The amusement park industry was given a shot in the arm in 1955 with the opening of the first successful theme park: Disneyland. Disney’s contribution to coaster history was Matterhorn Mountain, the first tubular steel coaster. Steel construction allowed for much faster and more thrilling rides, including the Corkscrew at Knott’s Berry Farm (Buena Park, Calif.), in 1975, and Magic Mountain California’s Great Revolution, built in 1976. Both rides revived the centuries-old novelty of going upside down (this time with proper safety restraints). These led to rides with double loops, triple loops, and combinations of corkscrews, loops, and other elements — the race was on!

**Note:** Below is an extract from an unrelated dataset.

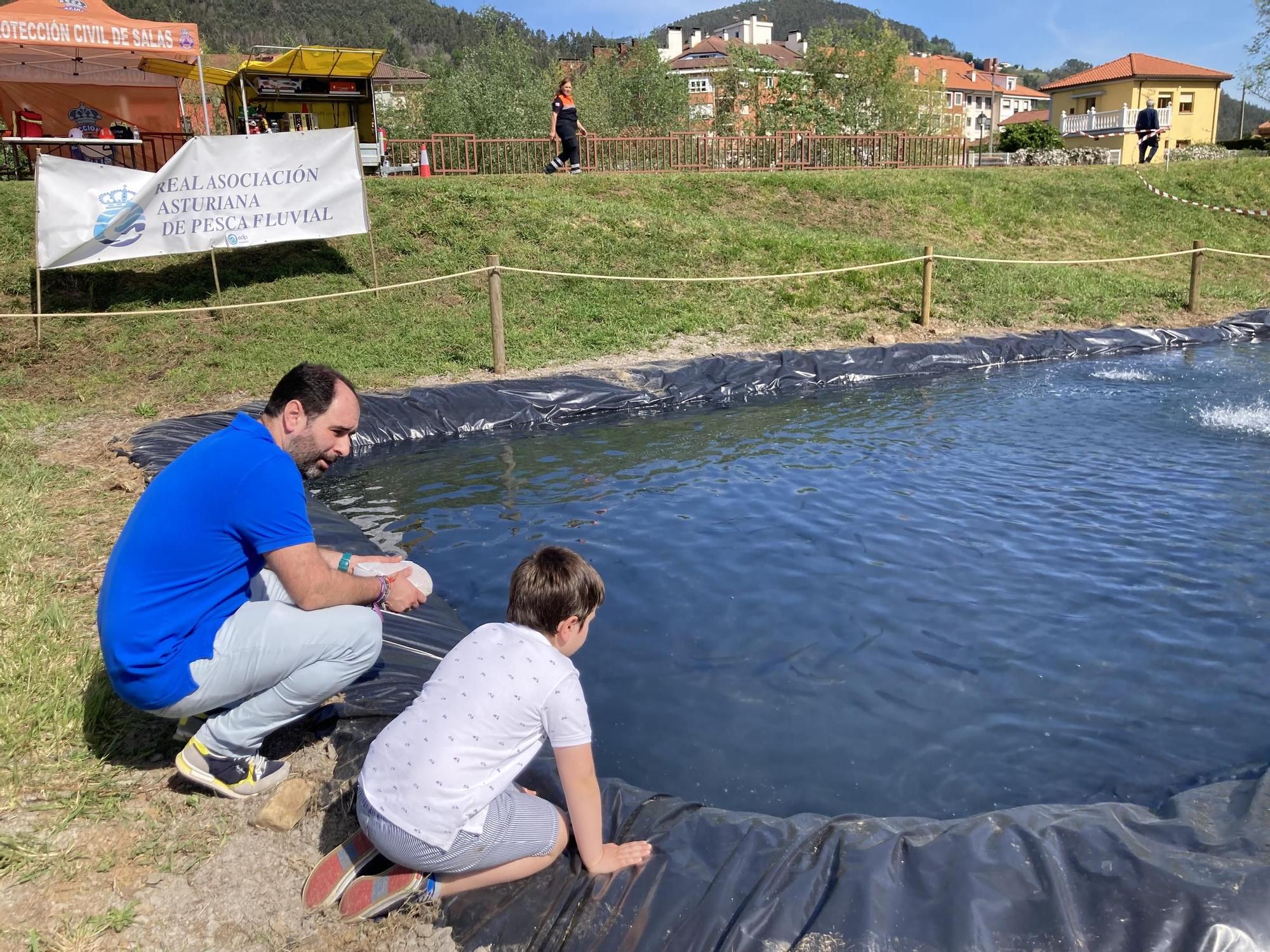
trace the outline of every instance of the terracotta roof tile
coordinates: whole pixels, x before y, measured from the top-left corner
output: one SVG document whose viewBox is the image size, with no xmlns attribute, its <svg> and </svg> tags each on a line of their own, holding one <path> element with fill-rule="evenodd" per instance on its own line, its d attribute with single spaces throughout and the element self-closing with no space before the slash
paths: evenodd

Since then we’ve seen inverted coasters (cars travel beneath the tracks), linear induction motor coasters (power-launched), “giga-coasters,” (over 300 feet tall), multi-dimensional coasters (free-spinning cars), vertical coasters, air-powered coasters, and more. No one knows what the future will bring, but it’s safe to predict that — whatever it is — it will be faster, taller, longer, scarier, and, best of all more fun.